Esta manifestação pela paz levou à interrupção abrupta da emissão em directo, com a imagem da pivô a ser substituída por uma peça jornalística sobre um hospital.
A jornalista Marina Ovsyannikova foi, entretanto, detida pelas autoridades russas, tendo comparecido num tribunal em Moscovo, sob a acusação de partilhar notícias falsas.
"Não admito culpa", afirmou, na sala de audiência.

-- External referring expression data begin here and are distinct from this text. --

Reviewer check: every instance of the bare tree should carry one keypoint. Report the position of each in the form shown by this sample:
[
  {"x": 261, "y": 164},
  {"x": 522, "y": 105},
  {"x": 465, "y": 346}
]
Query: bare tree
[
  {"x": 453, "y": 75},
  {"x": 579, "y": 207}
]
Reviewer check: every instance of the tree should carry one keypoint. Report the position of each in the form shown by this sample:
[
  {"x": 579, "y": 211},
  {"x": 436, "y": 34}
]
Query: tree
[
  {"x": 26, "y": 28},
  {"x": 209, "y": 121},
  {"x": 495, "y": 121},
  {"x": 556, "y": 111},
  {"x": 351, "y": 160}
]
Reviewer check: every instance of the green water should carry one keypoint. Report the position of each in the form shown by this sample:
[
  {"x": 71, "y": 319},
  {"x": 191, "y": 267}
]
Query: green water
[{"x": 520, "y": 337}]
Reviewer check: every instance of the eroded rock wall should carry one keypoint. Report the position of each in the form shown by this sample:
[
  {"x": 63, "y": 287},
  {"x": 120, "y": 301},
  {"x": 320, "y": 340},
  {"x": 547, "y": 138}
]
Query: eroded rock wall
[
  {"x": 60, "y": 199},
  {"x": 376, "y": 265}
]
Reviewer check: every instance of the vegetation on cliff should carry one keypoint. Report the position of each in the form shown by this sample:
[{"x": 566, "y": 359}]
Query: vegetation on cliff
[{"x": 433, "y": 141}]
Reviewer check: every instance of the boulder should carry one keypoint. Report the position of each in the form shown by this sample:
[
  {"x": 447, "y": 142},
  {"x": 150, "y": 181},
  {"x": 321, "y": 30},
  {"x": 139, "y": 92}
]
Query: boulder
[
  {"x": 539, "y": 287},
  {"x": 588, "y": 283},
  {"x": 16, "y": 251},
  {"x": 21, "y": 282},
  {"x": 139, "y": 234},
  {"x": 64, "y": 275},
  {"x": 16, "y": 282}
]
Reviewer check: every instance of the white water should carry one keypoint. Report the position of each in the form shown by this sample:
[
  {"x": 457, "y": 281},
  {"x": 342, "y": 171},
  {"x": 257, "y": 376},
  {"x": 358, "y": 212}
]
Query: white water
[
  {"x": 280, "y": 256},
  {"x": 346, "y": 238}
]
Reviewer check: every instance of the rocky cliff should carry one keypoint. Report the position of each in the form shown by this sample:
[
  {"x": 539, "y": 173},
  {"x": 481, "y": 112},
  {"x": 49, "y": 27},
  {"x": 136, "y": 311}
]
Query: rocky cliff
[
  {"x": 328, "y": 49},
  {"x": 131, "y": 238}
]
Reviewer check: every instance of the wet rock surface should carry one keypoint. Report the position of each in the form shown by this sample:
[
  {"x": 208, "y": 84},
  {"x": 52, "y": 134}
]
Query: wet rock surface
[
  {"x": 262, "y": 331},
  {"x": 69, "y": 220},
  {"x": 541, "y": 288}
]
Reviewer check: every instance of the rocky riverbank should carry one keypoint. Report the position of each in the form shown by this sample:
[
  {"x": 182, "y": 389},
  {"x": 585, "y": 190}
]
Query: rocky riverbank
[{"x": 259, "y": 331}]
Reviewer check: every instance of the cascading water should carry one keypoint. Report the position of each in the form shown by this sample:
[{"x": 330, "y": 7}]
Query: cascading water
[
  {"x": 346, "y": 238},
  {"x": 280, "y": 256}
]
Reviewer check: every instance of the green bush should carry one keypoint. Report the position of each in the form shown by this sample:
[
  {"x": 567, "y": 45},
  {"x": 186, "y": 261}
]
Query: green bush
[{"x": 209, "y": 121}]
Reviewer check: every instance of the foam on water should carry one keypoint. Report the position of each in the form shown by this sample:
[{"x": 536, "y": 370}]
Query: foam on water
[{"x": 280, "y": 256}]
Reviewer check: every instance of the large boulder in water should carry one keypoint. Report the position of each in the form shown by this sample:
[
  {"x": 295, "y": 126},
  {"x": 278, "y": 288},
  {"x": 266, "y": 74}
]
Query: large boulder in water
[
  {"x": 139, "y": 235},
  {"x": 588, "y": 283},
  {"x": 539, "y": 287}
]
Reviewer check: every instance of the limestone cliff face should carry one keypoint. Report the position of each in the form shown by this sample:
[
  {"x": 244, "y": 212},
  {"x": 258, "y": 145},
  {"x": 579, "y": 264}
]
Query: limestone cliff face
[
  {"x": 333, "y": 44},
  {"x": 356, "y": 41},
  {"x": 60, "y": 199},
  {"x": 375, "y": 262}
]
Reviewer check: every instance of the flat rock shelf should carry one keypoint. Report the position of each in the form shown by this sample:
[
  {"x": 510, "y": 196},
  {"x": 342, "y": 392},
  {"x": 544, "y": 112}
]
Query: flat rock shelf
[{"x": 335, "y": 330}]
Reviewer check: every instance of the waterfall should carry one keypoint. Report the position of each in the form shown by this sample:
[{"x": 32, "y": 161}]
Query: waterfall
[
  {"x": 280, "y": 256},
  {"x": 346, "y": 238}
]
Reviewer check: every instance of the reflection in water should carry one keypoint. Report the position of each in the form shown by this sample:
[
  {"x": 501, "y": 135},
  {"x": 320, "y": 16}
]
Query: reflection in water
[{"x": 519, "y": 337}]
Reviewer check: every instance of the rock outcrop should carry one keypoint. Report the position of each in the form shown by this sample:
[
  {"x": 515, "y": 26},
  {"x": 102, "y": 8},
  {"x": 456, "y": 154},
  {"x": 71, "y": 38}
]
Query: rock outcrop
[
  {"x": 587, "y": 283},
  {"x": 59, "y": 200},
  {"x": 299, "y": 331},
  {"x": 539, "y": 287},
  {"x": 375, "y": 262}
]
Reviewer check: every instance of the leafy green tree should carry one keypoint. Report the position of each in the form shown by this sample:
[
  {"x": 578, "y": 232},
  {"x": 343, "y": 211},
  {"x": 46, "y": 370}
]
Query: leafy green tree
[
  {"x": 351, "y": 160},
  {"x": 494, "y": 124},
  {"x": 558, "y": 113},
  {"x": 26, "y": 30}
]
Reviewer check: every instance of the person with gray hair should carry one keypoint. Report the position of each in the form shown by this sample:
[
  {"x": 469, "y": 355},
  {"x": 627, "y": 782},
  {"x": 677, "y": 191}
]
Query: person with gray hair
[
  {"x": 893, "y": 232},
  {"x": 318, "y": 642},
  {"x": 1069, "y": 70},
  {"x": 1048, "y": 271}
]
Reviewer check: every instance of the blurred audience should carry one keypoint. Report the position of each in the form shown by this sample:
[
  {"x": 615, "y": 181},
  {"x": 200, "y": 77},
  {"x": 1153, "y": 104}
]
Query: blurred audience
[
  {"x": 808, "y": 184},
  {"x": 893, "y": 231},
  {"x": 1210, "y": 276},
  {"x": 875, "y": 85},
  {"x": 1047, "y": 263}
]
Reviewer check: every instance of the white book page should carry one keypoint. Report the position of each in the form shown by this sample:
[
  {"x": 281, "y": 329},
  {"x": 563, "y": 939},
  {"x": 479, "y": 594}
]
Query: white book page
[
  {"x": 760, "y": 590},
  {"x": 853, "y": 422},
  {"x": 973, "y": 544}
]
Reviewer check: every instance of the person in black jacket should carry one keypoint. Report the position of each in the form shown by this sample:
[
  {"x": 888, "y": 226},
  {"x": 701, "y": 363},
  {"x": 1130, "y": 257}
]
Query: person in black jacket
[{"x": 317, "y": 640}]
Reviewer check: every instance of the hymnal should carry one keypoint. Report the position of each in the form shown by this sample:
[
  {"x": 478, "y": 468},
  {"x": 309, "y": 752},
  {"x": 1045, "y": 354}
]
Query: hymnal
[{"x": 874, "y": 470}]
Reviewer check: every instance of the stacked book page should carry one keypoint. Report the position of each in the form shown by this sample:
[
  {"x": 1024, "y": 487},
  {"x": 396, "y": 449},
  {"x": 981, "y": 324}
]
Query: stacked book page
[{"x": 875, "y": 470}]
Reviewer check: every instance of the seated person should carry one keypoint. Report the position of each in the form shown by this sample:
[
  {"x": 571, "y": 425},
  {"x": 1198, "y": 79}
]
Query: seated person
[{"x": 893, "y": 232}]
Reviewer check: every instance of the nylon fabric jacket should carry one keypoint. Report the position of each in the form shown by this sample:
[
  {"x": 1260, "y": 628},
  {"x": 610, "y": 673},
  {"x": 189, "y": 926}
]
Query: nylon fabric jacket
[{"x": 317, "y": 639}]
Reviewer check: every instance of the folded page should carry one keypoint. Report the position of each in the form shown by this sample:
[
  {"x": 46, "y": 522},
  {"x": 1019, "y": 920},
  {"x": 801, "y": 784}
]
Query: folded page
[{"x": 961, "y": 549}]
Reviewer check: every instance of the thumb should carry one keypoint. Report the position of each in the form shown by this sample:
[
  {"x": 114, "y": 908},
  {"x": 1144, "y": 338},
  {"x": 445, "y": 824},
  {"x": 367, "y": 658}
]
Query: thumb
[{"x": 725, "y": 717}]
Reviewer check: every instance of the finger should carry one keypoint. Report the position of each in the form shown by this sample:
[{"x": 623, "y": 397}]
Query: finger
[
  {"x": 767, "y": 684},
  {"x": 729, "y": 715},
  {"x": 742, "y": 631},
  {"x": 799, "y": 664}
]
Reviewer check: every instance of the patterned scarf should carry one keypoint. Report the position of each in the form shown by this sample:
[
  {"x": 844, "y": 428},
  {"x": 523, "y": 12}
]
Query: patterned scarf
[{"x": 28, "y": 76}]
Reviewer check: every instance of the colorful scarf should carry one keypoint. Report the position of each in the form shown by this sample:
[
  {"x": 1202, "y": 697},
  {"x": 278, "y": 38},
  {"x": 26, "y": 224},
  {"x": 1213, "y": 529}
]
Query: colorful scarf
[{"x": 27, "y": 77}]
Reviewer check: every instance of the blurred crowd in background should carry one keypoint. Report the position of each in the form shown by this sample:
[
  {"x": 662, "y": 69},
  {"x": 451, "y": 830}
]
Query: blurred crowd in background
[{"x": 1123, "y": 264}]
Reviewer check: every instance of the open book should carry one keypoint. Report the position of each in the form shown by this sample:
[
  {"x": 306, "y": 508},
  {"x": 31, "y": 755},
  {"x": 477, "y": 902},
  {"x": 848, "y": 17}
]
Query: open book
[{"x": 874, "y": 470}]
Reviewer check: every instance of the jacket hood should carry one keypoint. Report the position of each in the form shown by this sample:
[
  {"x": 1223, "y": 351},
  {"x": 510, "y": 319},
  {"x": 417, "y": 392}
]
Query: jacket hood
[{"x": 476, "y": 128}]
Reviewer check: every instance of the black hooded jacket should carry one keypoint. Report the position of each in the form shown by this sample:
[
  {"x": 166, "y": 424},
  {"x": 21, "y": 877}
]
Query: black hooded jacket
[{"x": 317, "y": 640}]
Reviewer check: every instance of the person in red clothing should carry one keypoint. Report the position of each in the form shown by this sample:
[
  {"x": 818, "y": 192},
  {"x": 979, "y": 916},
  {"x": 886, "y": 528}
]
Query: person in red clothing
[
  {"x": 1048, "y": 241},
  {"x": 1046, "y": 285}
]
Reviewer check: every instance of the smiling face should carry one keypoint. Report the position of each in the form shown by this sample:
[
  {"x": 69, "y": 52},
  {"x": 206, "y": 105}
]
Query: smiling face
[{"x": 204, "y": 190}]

Esta profissional, para já multada em 30 mil rublos (256 euros), poderá ser condenada até dez anos de prisão.
Ainda assim, conseguiu deixar uma mensagem nas redes sociais, revelando ser colaboradora do Channel One, e ter participado em campanhas de propaganda.
“Infelizmente, nos últimos anos, trabalhei no canal federal, ajudei o Kremlin na propaganda, e tenho vergonha do que fiz”, diz no vídeo. “Nós calámo-nos em 2014. Não dissemos nada quando Navalny foi envenenado.”
No vídeo, Ovsyannikova diz, ainda, que o que está a acontecer na Ucrânia é “um crime” e que a Rússia é “o agressor”. “E a responsabilidade por essa agressão recai, apenas, na consciência de uma pessoa, e essa pessoa é Vladimir Putin.”
Posto isto, a profissional apelou ao protesto dos cidadãos russos. “Não tenham medo de nada, eles não podem prender-nos a todos”.
Março 22
Recorde-se que, nas últimas semanas, as autoridades russas têm acentuado a sua perseguição ao jornalismo, o que levou ao encerramento de muitas redacções independentes, tanto nacionais, como internacionais.
Agora, a grande maioria da informação disseminada sobre a guerra é controlada pelo Kremlin, que nega, perante os cidadãos, a existência de um conflito bélico, cunhando-o como “uma missão de paz” na Ucrânia, em defesa dos povos separatistas.